I wonder how the medical association and the province are going to work that one out. No matter how you look at it, it will boil down in a way to putting a price on a human life. Will it pay more or less than dealing with an ingrown toenail? After all, it should be a simple procedure and no need to worry about post-operative care. Why should it cost the taxpayers (who are paying the bills after all) an excessive amount?

It has occurred to me that this really isn’t a new problem, just new to the medical profession. Once upon a time, in certain circumstances, the state sanctioned the taking of life and hired people to do that. In theory, as society became more enlightened, lawmakers realized that taking life was wrong and abolished the death penalty, but before 1976 the Government of Canada had an official executioner whose job was to end the lives of criminals sentenced to death.

If the Wikipedia entry is correct (and I can’t vouch for it), there were occasions when the executioner, although on the civil service payroll, did his job for free. I can only assume from that that he liked his work. I am sure if the province advertised the job they would find many people who were willing to end others’ lives and not charge for it.
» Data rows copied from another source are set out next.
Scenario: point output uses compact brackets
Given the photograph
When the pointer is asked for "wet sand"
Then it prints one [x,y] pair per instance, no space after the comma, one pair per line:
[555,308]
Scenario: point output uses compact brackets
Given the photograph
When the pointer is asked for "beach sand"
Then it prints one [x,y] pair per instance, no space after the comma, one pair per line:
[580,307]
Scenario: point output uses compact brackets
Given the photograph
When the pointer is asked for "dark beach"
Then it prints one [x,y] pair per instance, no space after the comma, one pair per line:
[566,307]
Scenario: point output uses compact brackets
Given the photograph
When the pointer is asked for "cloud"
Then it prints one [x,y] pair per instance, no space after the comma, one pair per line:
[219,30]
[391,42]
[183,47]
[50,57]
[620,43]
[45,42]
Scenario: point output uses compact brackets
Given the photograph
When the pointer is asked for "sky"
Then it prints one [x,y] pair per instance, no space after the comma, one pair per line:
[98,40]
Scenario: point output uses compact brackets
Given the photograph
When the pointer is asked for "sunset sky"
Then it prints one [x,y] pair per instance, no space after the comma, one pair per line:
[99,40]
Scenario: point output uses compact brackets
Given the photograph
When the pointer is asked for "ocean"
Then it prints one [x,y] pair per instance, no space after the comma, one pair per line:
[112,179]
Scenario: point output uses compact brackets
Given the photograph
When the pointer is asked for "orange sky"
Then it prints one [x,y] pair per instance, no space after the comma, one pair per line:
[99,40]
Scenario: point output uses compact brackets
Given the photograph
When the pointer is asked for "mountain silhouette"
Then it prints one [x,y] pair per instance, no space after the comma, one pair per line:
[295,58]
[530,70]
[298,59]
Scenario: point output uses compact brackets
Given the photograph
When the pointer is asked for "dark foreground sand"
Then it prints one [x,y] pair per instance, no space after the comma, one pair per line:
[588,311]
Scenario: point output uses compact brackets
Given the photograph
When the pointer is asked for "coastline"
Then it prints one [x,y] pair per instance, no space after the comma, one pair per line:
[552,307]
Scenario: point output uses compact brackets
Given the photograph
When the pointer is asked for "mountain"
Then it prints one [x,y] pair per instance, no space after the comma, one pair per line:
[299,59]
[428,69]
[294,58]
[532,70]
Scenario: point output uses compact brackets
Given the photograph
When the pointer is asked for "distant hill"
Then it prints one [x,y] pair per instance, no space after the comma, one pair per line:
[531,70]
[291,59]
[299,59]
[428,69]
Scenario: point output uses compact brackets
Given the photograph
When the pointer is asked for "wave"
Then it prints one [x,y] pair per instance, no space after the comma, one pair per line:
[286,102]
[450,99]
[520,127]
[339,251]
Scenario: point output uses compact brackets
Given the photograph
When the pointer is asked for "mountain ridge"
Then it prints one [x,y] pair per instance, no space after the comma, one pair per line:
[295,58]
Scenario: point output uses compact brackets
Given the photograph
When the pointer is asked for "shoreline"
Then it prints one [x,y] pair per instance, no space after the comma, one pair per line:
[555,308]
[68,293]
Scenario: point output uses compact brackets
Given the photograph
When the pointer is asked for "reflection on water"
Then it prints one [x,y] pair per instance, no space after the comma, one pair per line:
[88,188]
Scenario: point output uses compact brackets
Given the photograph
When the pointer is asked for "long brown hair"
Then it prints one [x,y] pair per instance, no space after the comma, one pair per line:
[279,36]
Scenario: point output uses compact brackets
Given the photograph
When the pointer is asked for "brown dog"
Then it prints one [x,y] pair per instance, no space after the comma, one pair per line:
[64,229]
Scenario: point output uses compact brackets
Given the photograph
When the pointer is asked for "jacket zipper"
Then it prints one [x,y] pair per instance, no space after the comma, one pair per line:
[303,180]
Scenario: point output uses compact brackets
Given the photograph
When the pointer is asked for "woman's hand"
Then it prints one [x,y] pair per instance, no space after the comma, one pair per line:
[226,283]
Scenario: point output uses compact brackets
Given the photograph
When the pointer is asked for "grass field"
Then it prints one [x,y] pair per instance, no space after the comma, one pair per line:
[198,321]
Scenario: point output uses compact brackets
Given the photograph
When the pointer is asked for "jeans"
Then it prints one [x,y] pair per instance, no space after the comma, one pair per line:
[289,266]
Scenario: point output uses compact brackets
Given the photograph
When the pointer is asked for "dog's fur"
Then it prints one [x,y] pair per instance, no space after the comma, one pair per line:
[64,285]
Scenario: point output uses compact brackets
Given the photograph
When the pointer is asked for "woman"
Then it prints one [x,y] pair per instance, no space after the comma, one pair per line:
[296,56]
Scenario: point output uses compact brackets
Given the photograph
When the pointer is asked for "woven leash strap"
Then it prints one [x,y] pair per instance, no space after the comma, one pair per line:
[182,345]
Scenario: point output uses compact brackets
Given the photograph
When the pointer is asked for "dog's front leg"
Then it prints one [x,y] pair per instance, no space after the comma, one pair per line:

Apparently times have changed and the state is once again going to authorize the taking of a human life. This time though it will be people who supposedly want to die and who have made an informed decision on that matter. I’m not a fan of that – I can think of so many ways that can be abused. I know there are compassionate reasons to consider that, but I don’t think the individual cases outweigh the common good. I don’t know for sure of course, but I think I would still feel the same way if I was the one in pain.

Can the state ever in such circumstances guarantee that no-one who wants to live will die at the hand of another? I thought not.

Only a heartless person would fail to sympathize with those who suffer from incurable, painful illnesses. I am not convinced though that assisted suicide is the best way to deal with pain. I wonder what the consequences would be if Parliament told the Supreme Court it was wrong, that we believe too much in the dignity of human life to start killing each other for medical reasons.